You say you’ve recently been duped, and you’re reeling. This is a fine time to tease out your underlying feelings on trust. Specifically: Why is it so important to define yourself as a keen judge of people? Do you see skepticism as a mark of intelligence? And therefore believing lies as a personal failure? Are you worried about how you’ll feel after being deceived, or how you’ll appear to others?

You suggest in your letter, backhandedly, that believing a few whoppers is a fact of life.
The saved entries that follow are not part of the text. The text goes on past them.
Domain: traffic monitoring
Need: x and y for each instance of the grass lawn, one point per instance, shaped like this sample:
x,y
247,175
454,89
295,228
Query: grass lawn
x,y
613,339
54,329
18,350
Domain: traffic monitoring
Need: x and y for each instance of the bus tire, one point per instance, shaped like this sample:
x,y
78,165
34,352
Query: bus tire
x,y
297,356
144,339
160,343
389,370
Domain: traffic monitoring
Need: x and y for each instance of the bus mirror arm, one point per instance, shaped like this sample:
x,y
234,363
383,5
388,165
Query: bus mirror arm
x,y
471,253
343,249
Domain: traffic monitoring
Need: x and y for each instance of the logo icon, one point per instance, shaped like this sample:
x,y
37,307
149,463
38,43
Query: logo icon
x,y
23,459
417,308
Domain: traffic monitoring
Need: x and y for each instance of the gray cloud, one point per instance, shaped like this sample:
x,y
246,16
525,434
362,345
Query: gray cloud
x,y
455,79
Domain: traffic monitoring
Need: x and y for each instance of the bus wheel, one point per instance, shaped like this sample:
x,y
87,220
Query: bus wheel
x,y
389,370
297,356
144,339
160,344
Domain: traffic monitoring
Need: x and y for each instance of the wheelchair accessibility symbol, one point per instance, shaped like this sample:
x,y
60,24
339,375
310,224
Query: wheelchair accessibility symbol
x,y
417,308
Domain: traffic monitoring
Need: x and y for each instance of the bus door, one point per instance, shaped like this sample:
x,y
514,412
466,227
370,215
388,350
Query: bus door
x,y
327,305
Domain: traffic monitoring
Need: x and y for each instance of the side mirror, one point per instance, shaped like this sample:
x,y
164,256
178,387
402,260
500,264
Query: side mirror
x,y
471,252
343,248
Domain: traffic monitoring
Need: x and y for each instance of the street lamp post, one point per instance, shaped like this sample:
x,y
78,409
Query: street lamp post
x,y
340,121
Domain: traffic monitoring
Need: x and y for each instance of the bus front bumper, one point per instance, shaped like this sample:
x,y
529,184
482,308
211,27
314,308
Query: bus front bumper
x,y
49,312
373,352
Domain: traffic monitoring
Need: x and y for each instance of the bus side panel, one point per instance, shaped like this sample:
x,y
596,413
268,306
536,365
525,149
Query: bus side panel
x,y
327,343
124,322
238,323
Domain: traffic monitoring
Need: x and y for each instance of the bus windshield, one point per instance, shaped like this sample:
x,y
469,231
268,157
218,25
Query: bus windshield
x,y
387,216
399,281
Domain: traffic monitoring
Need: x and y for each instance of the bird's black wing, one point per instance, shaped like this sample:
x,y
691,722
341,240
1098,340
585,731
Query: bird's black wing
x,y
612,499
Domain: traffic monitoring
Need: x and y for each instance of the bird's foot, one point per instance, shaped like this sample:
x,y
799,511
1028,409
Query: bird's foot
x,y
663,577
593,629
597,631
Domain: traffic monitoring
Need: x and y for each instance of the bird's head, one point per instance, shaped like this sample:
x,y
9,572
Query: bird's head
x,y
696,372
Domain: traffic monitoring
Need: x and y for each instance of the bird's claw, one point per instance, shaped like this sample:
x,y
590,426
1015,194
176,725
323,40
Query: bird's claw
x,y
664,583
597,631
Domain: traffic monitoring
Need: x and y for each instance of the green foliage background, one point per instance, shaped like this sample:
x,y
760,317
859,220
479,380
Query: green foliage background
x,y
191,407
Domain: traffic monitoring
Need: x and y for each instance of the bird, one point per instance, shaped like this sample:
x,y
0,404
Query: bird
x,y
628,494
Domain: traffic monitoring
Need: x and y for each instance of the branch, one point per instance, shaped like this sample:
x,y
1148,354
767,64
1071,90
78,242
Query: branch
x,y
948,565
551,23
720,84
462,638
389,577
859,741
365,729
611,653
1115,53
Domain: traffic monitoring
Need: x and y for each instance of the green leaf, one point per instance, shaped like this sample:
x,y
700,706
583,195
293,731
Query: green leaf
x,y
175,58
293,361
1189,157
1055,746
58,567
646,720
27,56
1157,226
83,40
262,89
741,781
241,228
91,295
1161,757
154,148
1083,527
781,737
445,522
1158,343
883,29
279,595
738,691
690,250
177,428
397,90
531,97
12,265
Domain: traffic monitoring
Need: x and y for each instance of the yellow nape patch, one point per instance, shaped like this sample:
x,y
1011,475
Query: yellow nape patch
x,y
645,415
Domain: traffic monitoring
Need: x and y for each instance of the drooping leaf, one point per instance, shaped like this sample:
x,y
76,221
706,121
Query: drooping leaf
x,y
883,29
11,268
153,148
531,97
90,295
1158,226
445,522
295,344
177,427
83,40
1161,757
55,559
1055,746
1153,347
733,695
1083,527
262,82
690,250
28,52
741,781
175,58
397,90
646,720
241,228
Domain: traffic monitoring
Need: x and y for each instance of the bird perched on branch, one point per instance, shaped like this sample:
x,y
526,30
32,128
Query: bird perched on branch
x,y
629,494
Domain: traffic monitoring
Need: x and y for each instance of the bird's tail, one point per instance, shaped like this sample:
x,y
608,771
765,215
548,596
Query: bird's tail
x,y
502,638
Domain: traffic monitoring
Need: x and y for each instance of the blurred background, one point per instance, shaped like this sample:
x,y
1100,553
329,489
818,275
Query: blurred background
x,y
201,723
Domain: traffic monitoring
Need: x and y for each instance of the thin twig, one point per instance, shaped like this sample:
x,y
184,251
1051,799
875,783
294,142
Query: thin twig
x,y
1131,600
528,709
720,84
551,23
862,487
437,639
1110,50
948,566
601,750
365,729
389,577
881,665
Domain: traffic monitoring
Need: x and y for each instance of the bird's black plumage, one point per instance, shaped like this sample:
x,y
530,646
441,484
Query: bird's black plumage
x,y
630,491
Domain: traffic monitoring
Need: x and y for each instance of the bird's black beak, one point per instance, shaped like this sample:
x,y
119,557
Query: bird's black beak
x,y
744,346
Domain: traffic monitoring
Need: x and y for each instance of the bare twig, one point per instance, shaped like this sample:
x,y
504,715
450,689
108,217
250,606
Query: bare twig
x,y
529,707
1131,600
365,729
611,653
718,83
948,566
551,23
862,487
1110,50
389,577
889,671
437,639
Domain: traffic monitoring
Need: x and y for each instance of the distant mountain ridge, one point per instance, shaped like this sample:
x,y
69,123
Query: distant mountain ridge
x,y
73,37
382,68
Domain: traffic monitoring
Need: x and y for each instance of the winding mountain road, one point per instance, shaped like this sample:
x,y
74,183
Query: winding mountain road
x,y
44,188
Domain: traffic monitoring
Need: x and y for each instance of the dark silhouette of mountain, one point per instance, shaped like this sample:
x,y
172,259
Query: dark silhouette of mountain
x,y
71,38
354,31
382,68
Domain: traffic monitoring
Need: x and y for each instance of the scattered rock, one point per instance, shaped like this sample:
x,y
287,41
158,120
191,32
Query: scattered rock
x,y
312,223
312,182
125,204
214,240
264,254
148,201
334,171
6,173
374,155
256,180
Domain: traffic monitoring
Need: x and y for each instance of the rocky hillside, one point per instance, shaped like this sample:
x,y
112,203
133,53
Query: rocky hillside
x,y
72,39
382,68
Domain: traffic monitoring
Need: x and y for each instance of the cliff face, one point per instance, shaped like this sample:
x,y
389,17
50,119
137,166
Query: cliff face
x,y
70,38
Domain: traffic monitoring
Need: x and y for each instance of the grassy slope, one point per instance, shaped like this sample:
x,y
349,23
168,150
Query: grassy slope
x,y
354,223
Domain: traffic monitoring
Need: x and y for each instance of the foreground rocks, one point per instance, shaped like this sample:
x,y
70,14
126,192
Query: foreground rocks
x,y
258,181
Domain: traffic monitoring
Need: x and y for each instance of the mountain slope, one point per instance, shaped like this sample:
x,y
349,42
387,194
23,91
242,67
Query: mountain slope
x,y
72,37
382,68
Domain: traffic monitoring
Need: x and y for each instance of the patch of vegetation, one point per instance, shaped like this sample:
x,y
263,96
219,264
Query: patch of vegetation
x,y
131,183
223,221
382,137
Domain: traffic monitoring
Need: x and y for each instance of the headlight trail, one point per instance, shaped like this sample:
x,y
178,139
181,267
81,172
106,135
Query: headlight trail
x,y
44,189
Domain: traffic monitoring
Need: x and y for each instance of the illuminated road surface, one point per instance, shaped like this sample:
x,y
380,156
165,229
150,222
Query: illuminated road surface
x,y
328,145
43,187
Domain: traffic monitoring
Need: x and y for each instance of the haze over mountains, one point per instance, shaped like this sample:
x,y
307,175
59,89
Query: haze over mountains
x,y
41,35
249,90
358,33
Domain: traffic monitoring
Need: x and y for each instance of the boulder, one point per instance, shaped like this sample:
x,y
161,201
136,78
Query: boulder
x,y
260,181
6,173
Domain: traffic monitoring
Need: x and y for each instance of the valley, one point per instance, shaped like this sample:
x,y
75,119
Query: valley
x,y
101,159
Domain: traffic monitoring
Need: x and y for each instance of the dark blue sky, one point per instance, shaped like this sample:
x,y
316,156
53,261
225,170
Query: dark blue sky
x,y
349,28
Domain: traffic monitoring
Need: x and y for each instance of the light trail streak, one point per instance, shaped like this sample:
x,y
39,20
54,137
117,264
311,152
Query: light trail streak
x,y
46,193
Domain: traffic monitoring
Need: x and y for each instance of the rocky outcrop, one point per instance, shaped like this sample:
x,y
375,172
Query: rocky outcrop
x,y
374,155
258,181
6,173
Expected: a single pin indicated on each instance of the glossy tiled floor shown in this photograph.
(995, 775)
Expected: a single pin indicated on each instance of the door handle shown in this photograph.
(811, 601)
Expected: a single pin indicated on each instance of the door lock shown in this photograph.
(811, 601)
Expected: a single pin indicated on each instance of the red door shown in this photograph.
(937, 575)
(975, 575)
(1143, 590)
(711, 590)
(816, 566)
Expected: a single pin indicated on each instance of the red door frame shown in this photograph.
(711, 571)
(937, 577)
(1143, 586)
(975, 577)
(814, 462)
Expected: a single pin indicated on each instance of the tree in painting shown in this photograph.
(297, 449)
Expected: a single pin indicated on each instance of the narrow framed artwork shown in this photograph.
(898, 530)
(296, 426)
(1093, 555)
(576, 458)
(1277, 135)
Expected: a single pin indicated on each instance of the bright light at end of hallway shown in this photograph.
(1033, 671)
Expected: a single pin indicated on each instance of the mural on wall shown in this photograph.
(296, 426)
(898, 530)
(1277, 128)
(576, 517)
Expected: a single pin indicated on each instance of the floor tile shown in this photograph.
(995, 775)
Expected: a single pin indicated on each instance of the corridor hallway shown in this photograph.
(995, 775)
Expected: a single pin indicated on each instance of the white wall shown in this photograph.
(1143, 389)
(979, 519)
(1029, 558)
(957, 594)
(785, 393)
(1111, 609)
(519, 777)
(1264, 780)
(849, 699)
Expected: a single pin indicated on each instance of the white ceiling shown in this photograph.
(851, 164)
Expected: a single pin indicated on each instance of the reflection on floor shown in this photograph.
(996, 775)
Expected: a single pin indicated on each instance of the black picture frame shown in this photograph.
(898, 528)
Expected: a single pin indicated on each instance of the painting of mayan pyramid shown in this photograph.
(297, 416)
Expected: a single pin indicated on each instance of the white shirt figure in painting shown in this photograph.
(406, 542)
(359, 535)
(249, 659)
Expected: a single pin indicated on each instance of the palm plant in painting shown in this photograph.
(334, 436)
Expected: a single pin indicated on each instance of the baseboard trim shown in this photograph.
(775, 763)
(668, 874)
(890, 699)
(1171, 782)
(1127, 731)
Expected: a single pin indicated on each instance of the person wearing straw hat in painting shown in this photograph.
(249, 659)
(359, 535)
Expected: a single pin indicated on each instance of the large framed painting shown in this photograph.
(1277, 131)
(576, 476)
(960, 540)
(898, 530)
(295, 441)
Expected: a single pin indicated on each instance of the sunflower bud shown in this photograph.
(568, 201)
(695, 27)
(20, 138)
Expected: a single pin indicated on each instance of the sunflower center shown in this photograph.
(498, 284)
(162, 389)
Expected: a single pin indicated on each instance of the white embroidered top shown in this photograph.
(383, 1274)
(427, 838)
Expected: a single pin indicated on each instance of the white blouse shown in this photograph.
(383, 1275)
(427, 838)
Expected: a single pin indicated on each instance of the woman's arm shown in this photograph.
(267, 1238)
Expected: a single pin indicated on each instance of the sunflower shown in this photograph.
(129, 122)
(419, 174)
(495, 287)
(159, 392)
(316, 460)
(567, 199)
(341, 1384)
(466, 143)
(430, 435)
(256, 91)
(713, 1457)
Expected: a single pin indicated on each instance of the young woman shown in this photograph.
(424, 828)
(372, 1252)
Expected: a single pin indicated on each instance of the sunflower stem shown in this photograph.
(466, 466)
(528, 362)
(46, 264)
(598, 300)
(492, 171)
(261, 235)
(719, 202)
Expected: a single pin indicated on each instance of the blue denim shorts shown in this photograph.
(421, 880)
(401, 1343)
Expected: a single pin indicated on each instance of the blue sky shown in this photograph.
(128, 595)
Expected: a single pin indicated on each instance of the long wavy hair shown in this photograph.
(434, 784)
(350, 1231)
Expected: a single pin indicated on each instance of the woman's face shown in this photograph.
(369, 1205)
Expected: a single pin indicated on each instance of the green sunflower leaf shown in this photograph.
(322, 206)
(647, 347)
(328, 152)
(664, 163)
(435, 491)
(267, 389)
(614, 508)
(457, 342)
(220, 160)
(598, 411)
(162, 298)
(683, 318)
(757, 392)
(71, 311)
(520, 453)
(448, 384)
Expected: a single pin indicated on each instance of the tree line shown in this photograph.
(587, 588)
Maybe in that viewpoint you have the seeds for a different perspective on deceit: that believing lies isn’t a personal failure, telling them is. Lying and paranoia are all about shifting blame to somebody else.

Believing, on the other hand, takes courage, and telling the truth takes courage. They’re the two sides of taking a stand, of saying, “This is who I am” — and knowing that stand might hurt. There’s no shame in a courageous act, even when it turns out to have been the wrong choice.

DEAR CAROLYN: My ex from two years ago and I didn’t speak at all after the breakup, but since the beginning of this summer, we have been talking online for hours every day. It is totally innocent.

The wrench is, he has this shrewish new girlfriend who (a) ended our relationship, (b) hates me and (c) feels threatened by his having any female friends. He is more or less not allowed to be talking to me, and lies to her about doing so.

Am I in the wrong for tacitly condoning this behavior? I told him once I would only talk to him if he was honest with his girlfriend about it, but that went by the wayside when he reminded me said girlfriend is totally unreasonable about these things. What say you?

— D.C.

DEAR D.C.: AAAAAAAAAGH, say I. If he has such a big problem with her “unreasonable” rules, then he can break up with her.

And taking someone’s attention for “hours every day” is not innocent when a fairly established girlfriend probably feels she has a rightful claim to at least some of that time; and when that time is instead going to his ex, who resents her and has ample motivation to undermine her; and when he’s lying, by omission or otherwise, about how he’s spending his time.

You, meanwhile, aren’t just “tacitly condoning his behavior.” You’re actively enabling him to treat his current girlfriend the way he treated you.

Maybe the girlfriend is a shrew who done you wrong, but you’re being pretty horrible to her, too.